Director’s Channel – January 2022

Paul Katz
IONs director, Paul Katz

The 19th century physicist, Johann Philipp Gustav von Jolly, is quoted as telling Max Planck “…in this field, almost everything is already discovered, and all that remains is to fill a few unimportant holes.” Ironically, Planck’s work would help move the field from Newtonian dynamics to Quantum physics. I am fond of saying that neuroscience is in its Newtonian phase; we know all of the parts and how they work. We can explain how photons excite opsins in photoreceptors and how retinal ganglion cells convey the information to the thalamus and how it is transformed in cortex. We know how shapes and colors are encoded by the firing of particular neurons in particular parts of the brain. But we fail to have an explanation about how that activity causes you to have the experience you are having. We don’t know why red has a different quality from blue.

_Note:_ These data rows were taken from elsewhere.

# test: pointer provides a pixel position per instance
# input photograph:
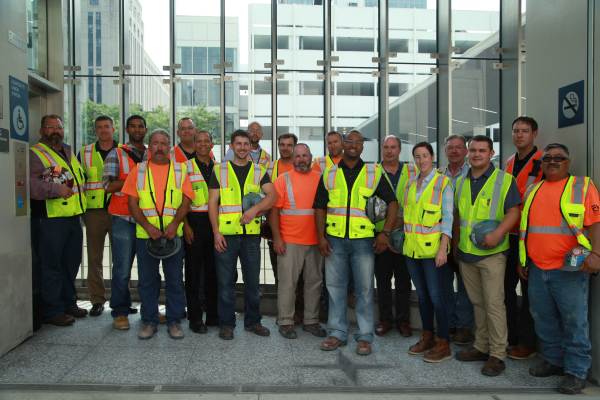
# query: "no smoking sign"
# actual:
(570, 104)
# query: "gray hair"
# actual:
(452, 137)
(205, 131)
(302, 144)
(335, 133)
(255, 122)
(389, 136)
(562, 147)
(159, 132)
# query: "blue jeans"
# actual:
(247, 248)
(458, 305)
(123, 248)
(358, 256)
(558, 302)
(428, 282)
(57, 243)
(149, 285)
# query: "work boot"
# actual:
(425, 343)
(439, 352)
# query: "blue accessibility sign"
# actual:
(19, 109)
(570, 104)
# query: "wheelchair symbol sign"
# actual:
(570, 105)
(19, 120)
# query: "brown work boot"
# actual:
(462, 336)
(424, 344)
(493, 367)
(439, 352)
(472, 354)
(352, 299)
(332, 343)
(520, 352)
(405, 330)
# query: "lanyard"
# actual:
(160, 213)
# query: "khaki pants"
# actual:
(484, 282)
(299, 259)
(98, 223)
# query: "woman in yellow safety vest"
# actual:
(427, 214)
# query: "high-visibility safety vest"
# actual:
(489, 205)
(75, 204)
(408, 172)
(199, 185)
(324, 162)
(93, 166)
(118, 201)
(147, 193)
(231, 192)
(337, 208)
(572, 208)
(530, 174)
(423, 218)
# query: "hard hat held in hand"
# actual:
(482, 229)
(250, 200)
(163, 247)
(376, 209)
(396, 240)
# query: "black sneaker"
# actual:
(571, 385)
(226, 333)
(198, 327)
(96, 310)
(546, 369)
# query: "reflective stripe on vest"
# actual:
(293, 210)
(489, 205)
(74, 205)
(571, 222)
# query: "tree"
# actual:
(155, 119)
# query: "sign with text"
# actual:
(571, 104)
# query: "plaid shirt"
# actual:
(112, 171)
(447, 204)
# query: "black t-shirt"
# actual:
(241, 173)
(199, 221)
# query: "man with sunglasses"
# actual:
(560, 216)
(525, 165)
(347, 240)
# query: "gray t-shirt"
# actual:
(512, 199)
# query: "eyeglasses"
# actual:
(348, 141)
(547, 159)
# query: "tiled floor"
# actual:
(92, 352)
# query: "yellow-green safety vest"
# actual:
(572, 208)
(489, 205)
(337, 208)
(199, 185)
(173, 197)
(408, 172)
(93, 166)
(231, 193)
(75, 204)
(423, 218)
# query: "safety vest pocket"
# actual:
(432, 214)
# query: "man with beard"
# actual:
(295, 241)
(256, 154)
(56, 234)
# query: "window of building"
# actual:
(355, 44)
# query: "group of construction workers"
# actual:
(467, 225)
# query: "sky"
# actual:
(156, 24)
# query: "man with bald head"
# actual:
(256, 154)
(389, 264)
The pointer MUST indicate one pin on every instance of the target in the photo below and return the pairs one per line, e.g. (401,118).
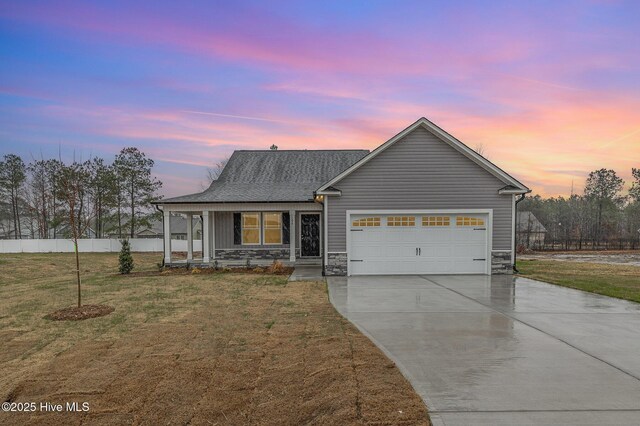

Similarly, we know how sound waves are transduced into electrical potentials and how the the signals reach the temporal lobe of cortex, but we can’t explain how that leads to an emotional response when a symphony by Mozart is played. We don’t even know why cinnamon smells so good in the morning.

Unlike von Jolly, we are not under the illusion that we just need to make a few more measurements and we’ll understand these mysteries. We know that we are missing something fundamental to go from the electrochemical signaling in the brain to the experience that you are having right now reading this. Conscious experience requires the brain and its parts, but is an emergent property that is not simply the sum of its parts.

Neuroscience needs an insight like Einstein’s Theory of Relativity to help us out of our Newtonian phase. Einstein derived his Theory from “thought experiments” (Gedankenexperimenten). He imagined what it would be like to be chase a beam of light. Neuroscience needs “thought experiments” to imagine what a thought is.